The Fed’s In A Box And People Are Starting To Notice
It’s long been an article of faith in the sound money community that the Fed, by bailing out every dysfunctional financial entity in sight, would eventually be forced to choose between the deflationary collapse of a mountain of bad debt and the inflationary chaos of a plunging currency.
That generation-defining crossroad is finally in sight.
On one hand, a tight labor market is pushing inflation to levels that normally call for higher interest rates:
source: tradingeconomics.com
source: tradingeconomics.com
Today’s Fed-heads are old enough to remember the 1970s, when failure to get inflation under control produced a decade-long monetary crisis that was only resolved with (not exaggerating here) interest rates approaching 20%.
On the other hand, the yield curve – the difference between long-term and short-term interest rates – is trending towards zero and will, if it keeps falling, invert, meaning that short rates will exceed long. When this has happened in the past a recession has ensued.
With a system this highly leveraged it’s completely possible that the next recession will threaten the whole fiat currency/globalization/fractional reserve banking world. No one at the Fed wants to preside over that, leading some to view rising inflation as the lesser of two evils. See Atlanta Fed Chief Pledges to Oppose Hike Inverting Yield Curve.
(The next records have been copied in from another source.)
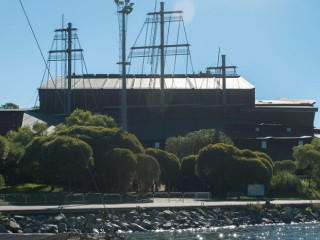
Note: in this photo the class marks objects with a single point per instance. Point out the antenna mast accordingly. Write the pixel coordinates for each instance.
(124, 9)
(162, 47)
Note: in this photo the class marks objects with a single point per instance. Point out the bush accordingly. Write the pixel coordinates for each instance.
(285, 166)
(285, 184)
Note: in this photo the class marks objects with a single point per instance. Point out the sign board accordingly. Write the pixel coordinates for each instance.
(256, 190)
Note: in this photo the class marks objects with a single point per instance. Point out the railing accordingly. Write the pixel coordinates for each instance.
(100, 198)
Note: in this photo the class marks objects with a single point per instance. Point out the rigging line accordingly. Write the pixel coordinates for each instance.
(35, 38)
(86, 69)
(185, 33)
(175, 56)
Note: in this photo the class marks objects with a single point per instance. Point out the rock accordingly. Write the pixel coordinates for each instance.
(2, 228)
(59, 218)
(62, 227)
(147, 225)
(266, 220)
(287, 217)
(136, 228)
(167, 225)
(13, 226)
(28, 230)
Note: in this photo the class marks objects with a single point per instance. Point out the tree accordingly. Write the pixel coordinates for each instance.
(4, 148)
(121, 163)
(190, 144)
(308, 158)
(40, 128)
(9, 106)
(147, 172)
(103, 141)
(285, 166)
(189, 179)
(85, 118)
(169, 166)
(223, 167)
(65, 159)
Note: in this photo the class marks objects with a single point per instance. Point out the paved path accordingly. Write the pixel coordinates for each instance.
(157, 204)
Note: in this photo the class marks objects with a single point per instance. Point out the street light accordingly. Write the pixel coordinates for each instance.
(124, 8)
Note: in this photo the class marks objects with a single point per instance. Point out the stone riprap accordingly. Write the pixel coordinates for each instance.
(140, 220)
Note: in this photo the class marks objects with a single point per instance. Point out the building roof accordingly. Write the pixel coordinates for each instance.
(285, 102)
(147, 82)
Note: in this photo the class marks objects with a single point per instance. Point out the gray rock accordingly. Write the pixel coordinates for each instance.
(28, 230)
(266, 220)
(136, 228)
(13, 226)
(2, 228)
(167, 225)
(62, 227)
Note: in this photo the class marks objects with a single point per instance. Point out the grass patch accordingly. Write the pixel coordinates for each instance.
(30, 188)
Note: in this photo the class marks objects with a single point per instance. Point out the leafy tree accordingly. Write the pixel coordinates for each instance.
(121, 163)
(21, 137)
(4, 148)
(103, 141)
(9, 106)
(147, 172)
(65, 159)
(30, 160)
(308, 158)
(223, 167)
(40, 128)
(85, 118)
(189, 179)
(191, 143)
(285, 166)
(169, 166)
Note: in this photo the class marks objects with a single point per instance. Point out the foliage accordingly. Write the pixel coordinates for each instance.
(2, 181)
(66, 159)
(308, 158)
(285, 166)
(254, 207)
(169, 166)
(85, 118)
(120, 164)
(190, 144)
(189, 180)
(22, 137)
(9, 106)
(29, 188)
(40, 128)
(223, 167)
(285, 183)
(4, 148)
(147, 172)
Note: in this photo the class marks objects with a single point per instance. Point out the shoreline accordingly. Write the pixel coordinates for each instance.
(111, 222)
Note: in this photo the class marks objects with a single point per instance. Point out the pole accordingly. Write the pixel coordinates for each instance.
(124, 80)
(224, 87)
(162, 53)
(69, 51)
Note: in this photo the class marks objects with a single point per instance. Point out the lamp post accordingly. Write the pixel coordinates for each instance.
(124, 8)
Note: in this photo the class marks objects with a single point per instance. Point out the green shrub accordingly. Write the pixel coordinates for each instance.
(254, 207)
(285, 184)
(2, 181)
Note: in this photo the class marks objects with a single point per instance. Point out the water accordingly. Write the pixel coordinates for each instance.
(305, 231)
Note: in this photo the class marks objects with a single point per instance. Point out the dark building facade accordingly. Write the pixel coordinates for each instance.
(191, 103)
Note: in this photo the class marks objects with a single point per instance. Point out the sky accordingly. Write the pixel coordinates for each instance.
(274, 43)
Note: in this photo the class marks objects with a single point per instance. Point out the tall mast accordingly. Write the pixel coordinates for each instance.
(162, 53)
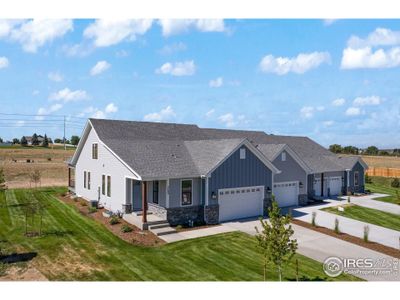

A lot of people seem to be aware of the Fed’s dilemma. Here’s an excerpt from a recent Reuters article on the subject:
Fed’s Powell between a rock and hard place: Ignore the yield curve or tight job market?
Unemployment near a 20-year low screams at the U.S. Federal Reserve to raise interest rates or risk a too-hot economy. The bond market, not far from a state that typically precedes a recession, says not so fast.